Assuming that the FIFA results are valid, the next question to ask is whether the North Korean story is as equally valid. Generally, in a court of law, witness testimony is deemed to be valid unless there is a reason to doubt the veracity of such statements. It may very well be that the DPRK players were struck by lightning; unfortunately, the laws of probability work against such an explanation. With a literal million-in-one chance of being struck by lightning, I myself wouldn’t believe this story if I were FIFA either, unless there was some conclusive documentary evidence to prove otherwise.

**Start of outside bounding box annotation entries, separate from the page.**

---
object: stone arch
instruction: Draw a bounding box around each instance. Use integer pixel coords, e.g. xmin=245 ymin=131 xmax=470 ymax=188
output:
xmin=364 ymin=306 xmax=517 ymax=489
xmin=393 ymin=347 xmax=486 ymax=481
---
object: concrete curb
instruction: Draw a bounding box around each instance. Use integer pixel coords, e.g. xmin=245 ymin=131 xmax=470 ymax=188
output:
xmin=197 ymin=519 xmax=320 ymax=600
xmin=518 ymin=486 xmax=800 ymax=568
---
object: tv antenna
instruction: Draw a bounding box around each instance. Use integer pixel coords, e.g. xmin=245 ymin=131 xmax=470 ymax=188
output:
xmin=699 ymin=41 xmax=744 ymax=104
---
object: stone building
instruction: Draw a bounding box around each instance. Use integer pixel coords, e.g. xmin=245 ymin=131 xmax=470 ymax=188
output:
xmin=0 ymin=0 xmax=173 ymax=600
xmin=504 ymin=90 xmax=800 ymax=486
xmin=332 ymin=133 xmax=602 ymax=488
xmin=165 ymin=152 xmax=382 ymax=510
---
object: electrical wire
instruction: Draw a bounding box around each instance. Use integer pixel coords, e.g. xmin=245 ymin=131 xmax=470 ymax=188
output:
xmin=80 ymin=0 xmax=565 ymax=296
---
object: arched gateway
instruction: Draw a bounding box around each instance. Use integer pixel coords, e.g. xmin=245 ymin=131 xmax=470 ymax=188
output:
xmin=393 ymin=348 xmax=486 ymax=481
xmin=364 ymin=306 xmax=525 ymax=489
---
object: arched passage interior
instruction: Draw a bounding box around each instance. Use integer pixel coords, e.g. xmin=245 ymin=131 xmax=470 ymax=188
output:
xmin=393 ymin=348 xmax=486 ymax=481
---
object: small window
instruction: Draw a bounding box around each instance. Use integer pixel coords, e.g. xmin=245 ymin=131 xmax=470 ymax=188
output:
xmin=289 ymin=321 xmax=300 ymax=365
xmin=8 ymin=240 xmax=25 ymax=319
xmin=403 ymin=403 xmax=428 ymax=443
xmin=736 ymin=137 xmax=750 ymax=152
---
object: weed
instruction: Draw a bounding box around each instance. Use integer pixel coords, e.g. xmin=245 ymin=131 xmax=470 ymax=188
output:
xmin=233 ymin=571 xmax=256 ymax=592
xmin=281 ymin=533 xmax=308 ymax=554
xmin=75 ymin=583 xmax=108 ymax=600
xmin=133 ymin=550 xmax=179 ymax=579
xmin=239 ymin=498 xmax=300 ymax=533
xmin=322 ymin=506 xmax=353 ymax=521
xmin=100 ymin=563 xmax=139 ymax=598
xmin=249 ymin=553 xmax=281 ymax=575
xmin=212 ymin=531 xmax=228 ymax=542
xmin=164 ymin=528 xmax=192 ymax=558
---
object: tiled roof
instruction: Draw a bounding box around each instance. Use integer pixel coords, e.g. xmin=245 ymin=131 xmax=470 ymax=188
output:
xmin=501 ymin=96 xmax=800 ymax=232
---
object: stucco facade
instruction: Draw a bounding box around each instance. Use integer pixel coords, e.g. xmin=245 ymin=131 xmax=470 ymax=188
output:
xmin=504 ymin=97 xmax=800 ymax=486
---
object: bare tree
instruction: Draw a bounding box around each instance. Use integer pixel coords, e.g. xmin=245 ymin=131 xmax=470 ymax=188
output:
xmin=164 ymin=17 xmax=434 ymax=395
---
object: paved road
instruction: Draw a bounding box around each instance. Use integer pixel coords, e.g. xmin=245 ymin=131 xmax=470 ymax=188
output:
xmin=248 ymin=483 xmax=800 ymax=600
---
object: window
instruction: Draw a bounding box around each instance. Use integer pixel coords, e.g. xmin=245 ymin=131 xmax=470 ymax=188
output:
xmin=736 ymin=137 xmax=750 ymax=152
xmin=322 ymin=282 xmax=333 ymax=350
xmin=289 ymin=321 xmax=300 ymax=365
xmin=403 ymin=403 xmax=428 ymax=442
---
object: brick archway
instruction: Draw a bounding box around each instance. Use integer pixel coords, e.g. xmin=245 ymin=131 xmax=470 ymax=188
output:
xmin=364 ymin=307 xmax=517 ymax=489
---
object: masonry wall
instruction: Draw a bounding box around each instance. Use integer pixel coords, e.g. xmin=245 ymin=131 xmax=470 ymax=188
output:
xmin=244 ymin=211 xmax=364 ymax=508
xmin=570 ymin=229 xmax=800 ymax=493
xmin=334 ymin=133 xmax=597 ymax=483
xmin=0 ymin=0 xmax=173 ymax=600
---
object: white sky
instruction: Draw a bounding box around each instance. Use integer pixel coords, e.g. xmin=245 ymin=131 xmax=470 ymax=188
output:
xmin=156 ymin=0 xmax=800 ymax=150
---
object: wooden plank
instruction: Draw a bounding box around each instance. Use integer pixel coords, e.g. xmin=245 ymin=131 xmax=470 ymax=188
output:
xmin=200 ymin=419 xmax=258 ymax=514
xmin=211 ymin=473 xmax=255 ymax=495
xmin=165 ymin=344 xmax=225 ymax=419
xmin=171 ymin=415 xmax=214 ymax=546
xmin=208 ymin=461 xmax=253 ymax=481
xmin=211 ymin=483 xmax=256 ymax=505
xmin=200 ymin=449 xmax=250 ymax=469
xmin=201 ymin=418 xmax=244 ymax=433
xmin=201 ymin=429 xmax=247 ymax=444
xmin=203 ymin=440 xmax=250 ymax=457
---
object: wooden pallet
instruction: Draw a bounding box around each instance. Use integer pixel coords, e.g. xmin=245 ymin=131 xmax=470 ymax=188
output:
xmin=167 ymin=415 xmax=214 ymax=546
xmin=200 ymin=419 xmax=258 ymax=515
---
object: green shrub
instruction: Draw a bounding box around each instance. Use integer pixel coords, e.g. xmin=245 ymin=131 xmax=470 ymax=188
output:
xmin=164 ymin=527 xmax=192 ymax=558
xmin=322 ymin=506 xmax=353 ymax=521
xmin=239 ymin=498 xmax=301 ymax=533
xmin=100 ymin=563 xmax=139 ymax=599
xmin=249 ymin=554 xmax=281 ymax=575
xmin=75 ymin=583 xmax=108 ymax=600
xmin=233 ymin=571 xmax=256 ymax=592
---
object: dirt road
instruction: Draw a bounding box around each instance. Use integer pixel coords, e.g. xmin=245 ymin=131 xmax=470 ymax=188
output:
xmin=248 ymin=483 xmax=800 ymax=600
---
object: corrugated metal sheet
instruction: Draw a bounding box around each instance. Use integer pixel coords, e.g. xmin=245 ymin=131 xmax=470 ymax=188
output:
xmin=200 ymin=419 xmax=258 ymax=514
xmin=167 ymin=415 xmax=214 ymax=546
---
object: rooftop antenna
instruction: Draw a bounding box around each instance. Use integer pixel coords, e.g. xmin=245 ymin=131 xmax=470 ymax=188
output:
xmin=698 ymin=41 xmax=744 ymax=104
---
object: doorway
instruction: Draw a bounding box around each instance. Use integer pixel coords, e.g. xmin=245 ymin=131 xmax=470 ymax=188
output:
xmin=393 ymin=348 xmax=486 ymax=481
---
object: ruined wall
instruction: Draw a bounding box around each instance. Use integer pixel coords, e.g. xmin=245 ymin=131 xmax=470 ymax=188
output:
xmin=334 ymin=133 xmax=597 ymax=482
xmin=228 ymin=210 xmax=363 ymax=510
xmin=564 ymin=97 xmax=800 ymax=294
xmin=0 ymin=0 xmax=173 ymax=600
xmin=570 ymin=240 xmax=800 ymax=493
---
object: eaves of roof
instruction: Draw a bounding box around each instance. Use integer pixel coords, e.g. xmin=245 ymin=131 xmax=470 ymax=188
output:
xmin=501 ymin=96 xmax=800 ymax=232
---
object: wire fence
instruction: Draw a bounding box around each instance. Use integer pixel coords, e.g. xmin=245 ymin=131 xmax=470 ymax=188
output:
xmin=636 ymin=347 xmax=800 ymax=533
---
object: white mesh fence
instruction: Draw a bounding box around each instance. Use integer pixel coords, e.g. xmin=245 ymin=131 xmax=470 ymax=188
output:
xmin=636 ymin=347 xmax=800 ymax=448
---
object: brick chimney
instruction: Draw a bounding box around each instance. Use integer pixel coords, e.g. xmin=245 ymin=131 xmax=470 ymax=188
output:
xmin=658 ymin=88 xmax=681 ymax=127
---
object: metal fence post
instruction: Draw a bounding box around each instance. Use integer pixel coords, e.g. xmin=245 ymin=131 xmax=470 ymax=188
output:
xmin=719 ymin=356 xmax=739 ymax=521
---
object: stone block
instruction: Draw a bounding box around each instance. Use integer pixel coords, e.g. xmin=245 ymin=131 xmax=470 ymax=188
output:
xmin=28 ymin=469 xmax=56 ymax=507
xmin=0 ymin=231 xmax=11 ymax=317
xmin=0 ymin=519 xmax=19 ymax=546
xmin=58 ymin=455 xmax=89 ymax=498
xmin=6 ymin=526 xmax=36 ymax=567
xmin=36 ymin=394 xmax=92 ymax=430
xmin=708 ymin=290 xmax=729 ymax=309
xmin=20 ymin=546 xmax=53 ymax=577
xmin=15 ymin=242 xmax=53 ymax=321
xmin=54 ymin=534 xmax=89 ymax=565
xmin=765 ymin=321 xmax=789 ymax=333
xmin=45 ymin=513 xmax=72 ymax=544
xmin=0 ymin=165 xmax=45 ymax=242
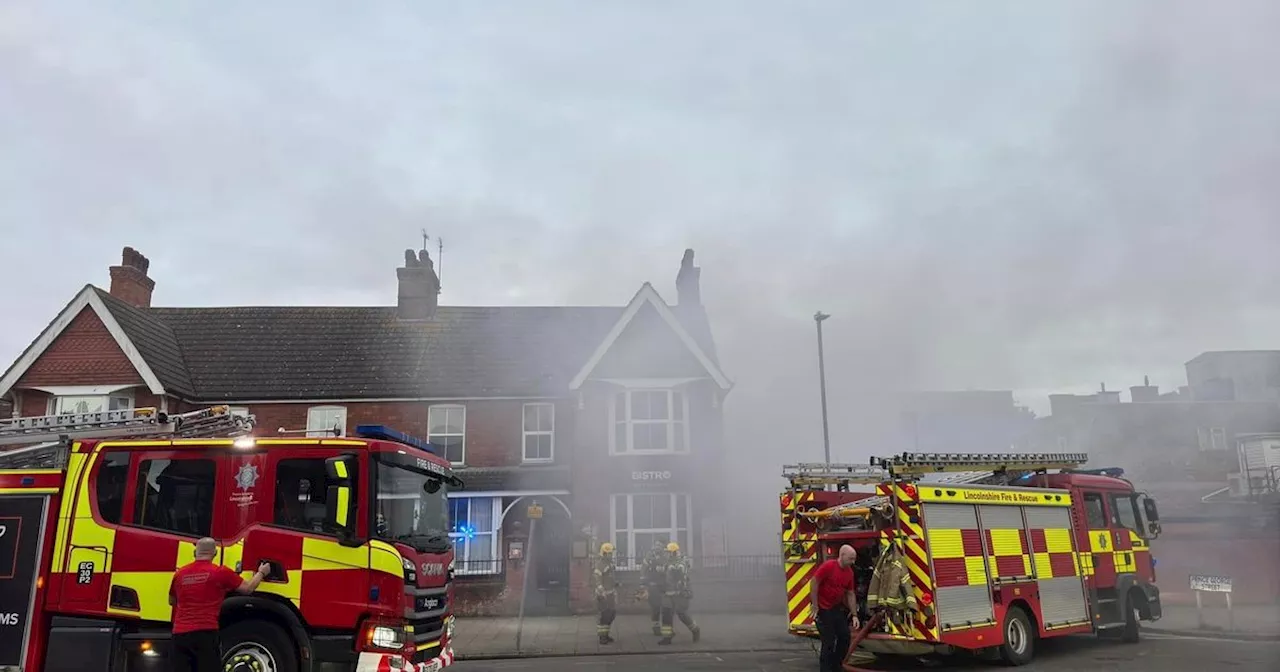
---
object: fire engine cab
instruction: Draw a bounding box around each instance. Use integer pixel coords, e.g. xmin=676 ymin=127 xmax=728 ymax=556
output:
xmin=0 ymin=406 xmax=462 ymax=672
xmin=781 ymin=453 xmax=1161 ymax=666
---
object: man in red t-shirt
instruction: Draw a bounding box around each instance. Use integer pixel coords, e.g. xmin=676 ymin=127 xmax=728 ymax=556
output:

Regardless, it seems the damage to the DPRK’s reputation is already done. Even if the North Korean side is acquitted and found to have doped unknowingly, in the all important court of public opinion, the DPRK players are already guilty. It surprises even myself to mention Casey Anthony in the same sentence as “North Korea,” but much like the acquitted Anthony, the North Koreans have been found guilty of too many other transgressions (whether it be nuclear weapons, cross-border skirmishes, human rights, an unwillingness to feed its own people, its dailances in illegal narcotics, counterfeit money… well the list goes on) that regardless of whether the North Koreans actually doped or not, this guilt-by-previous-transgression has convicted them already. The doping itself is simply another nail in the rather large coffin of “DPRK World Reputation.” With a country that builds illicit nukes, doesn’t feed its own people, and even puts them in prison camps, doping soccer players seems like a triviality.
Perhaps some unsolicited advice to the readers from Pyongyang: when you wonder why only a small minority of people in the world take your word at face value, you have to wonder if there’s something you’re doing that makes you lose credibility. Much like when the average American wonders why there are so many people in the world who have no love for America, the DPRK has a severe international credibility gap that it seems no one in the country really wants to address. Whether it be food aid monitoring or deer gland doping, an increased amount of transparency would work wonders in closing this gap.
In an afterthought, if the North Koreans were really trying to give their players an advantage, it didn’t seem to work. The women failed to score a single goal at the tournament.